Mit Mühe hievte der Mann den Koffer auf die Gepäckablage, setzte sich, wischte nicht vorhandene Krümel von seiner Hose, schaute mich an, lächelte und – ich wusste, ich konnte es nicht verhindern – fing an zu reden: über den Streik, über eine schwierige Umsteigeaktion, die ihm in Venezia Mestre bevorstand, über die Unmöglichkeit, in Italien je zu wissen, was einen erwartete, selbst auf einer ganz banalen Reise. War es nicht so? Es ist interessant, wie oft die Italiener über ihr Land sprechen, als wäre es ihnen fremd und von Menschen bevölkert, die unerklärlich unzuverlässig waren. Ich nickte kaum wahrnehmbar. »Ecco il capotreno«!, rief er plötzlich, sprang auf und rannte eilig aus dem Abteil, um mit einem Mann mit schicker Mütze zu sprechen, der auf dem Bahnsteig auf und ab ging.

Das war die Gelegenheit. Verstohlen nahm ich meine eigene kleine Tasche, ging in die andere Richtung bis zum Ende des Wagens und stieß die beiden Verbindungstüren zum nächsten Wagen auf. Ich muss durch ungefähr vier vollkommen leere Wagen gegangen sein, in Richtung Lokomotive, ehe ich mir ein anderes Abteil aussuchte. Da der Strom im Zug nicht eingeschaltet war, suchte ich nach einem Platz, auf dem eine der großen, hoch hängenden Lampen draußen im Bahnhof selbst durch die schmierigen Scheiben genug Licht zum Lesen lieferte. Hier. Gut. Ich setzte mich. Etwa zehn Minuten lang las ich. Ich war zufrieden. Ehrlich gesagt macht es mir gar nichts aus, zwei Stunden in einem leeren Zug zu sitzen und zu lesen. Wenn ein Buch gut genug ist, spielt es keine Rolle, wo man es liest. Es gibt Zeiten, da sind Zugverspätungen mir nur recht. Nach ungefähr fünfzehn Minuten wurde die Schiebetür des Abteils mit einem heftigen Ruck aufgezogen, und derselbe Mann erschien von Neuem.

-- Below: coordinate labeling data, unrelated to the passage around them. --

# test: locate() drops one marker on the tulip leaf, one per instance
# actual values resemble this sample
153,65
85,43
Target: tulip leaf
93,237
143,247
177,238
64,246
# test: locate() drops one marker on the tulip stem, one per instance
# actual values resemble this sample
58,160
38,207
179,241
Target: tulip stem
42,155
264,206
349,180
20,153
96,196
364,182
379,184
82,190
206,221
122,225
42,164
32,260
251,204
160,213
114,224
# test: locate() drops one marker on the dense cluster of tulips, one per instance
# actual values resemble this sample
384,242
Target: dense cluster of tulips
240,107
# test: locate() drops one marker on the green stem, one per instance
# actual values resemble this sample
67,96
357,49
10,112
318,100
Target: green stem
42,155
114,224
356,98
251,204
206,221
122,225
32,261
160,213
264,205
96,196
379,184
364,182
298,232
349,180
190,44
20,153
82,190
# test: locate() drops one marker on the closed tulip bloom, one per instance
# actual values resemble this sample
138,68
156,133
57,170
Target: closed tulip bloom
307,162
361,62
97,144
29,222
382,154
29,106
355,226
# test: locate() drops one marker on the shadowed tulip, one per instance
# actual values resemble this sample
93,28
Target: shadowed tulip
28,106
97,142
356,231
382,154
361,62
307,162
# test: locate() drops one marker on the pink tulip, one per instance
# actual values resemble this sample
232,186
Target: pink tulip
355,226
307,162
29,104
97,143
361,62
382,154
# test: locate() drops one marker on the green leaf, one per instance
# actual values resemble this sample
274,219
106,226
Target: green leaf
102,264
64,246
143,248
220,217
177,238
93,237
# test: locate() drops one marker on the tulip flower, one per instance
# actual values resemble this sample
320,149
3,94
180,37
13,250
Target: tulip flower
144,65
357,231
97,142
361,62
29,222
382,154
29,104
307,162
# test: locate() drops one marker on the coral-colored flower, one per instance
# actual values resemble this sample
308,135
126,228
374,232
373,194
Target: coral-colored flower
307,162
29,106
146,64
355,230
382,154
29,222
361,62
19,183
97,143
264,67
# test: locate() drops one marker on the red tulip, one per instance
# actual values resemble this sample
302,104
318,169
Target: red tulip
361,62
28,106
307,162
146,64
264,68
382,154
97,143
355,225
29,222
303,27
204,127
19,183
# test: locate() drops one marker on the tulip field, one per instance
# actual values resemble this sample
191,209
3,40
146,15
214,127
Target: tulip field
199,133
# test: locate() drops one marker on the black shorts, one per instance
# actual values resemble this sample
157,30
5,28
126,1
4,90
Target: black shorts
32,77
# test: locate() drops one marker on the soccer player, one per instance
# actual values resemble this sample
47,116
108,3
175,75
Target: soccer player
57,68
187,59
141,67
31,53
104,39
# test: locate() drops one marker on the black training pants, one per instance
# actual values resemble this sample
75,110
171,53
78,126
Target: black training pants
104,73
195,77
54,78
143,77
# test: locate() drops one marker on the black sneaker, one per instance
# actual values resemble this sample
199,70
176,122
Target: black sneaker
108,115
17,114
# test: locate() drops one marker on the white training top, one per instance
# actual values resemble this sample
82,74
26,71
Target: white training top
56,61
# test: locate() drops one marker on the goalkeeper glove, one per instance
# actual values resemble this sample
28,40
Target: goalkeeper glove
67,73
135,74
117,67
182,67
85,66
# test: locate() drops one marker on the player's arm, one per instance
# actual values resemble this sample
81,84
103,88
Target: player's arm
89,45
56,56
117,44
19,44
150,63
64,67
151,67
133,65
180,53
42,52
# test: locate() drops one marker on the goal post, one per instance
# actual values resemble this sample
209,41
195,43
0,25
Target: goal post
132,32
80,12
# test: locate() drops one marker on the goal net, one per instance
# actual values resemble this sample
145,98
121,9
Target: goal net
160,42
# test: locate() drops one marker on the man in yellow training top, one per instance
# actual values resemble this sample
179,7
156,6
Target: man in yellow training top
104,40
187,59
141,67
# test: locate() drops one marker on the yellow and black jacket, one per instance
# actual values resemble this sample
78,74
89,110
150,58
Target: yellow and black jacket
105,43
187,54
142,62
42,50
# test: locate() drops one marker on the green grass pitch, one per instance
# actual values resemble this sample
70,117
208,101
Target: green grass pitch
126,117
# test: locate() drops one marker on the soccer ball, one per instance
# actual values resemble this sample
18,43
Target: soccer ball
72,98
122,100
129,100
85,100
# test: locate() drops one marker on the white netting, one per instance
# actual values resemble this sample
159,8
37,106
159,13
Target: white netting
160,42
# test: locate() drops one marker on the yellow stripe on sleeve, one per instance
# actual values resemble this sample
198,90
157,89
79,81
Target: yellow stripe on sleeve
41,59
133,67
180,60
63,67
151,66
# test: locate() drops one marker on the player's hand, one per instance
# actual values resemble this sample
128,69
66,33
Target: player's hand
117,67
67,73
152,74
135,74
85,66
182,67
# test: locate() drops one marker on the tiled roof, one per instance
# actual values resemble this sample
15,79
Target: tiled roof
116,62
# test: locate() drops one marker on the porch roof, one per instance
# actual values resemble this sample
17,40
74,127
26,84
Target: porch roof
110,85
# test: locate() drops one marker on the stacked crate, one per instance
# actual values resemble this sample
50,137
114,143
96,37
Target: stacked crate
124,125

»Da sind Sie ja!«, rief er. Er setzte sich. Nahm die Unterhaltung wieder auf. Fing an, mir zu erzählen, was der capotreno gesagt hatte. Der Zug würde abfahren, aber erst, wenn sie einen zweiten Lokführer gefunden hatten. Das war aber schwierig. Wegen dem Streik. Was Mestre betraf, weiß der Himmel. Sein letzter Zug an irgendein Reiseziel in den Bergen fuhr um 20.15 Uhr. »Wer weiß, wo ich heute Nacht schlafen werde!« Diese melancholische Überlegung schien ihm ziemlich gut zu gefallen. Dann warf er einen Blick auf die Gepäckablage und fragte: »Wo ist mein Koffer?«

Ich schüttelte den Kopf. »Den haben Sie im anderen Wagen gelassen.«

»In welchem anderen Wagen?«

Dem Mann war gar nicht klar, dass er sich jetzt vier Wagen näher an der Lok befand.

»Ach so.« Er kniff die Augen zusammen. »Kam mir doch gleich irgendwie komisch vor«, sagte er. »Aber warum um alles in der Welt haben Sie sich umgesetzt?«

»Ich möchte allein sein«, erklärte ich ihm.

Erschrocken sprang er auf und lief schnell zurück, um seinen Koffer zu holen. Mir ging kurz der Gedanke durch den Kopf, dass der Mann vielleicht ein Geist war; er ging um in diesem Zug, selbst wenn er tagelang auf irgendeinem Abstellgleis stand. Das würde erklären, warum er so wild auf Gesellschaft war. Um ganz sicherzugehen, setzte ich mich erneut um, diesmal in die erste Klasse. Sie können einem kein Bußgeld verpassen, weil man in der ersten Klasse sitzt, solange der Zug nicht fährt. Ich war überzeugt, dass er ein Geist der zweiten Klasse war.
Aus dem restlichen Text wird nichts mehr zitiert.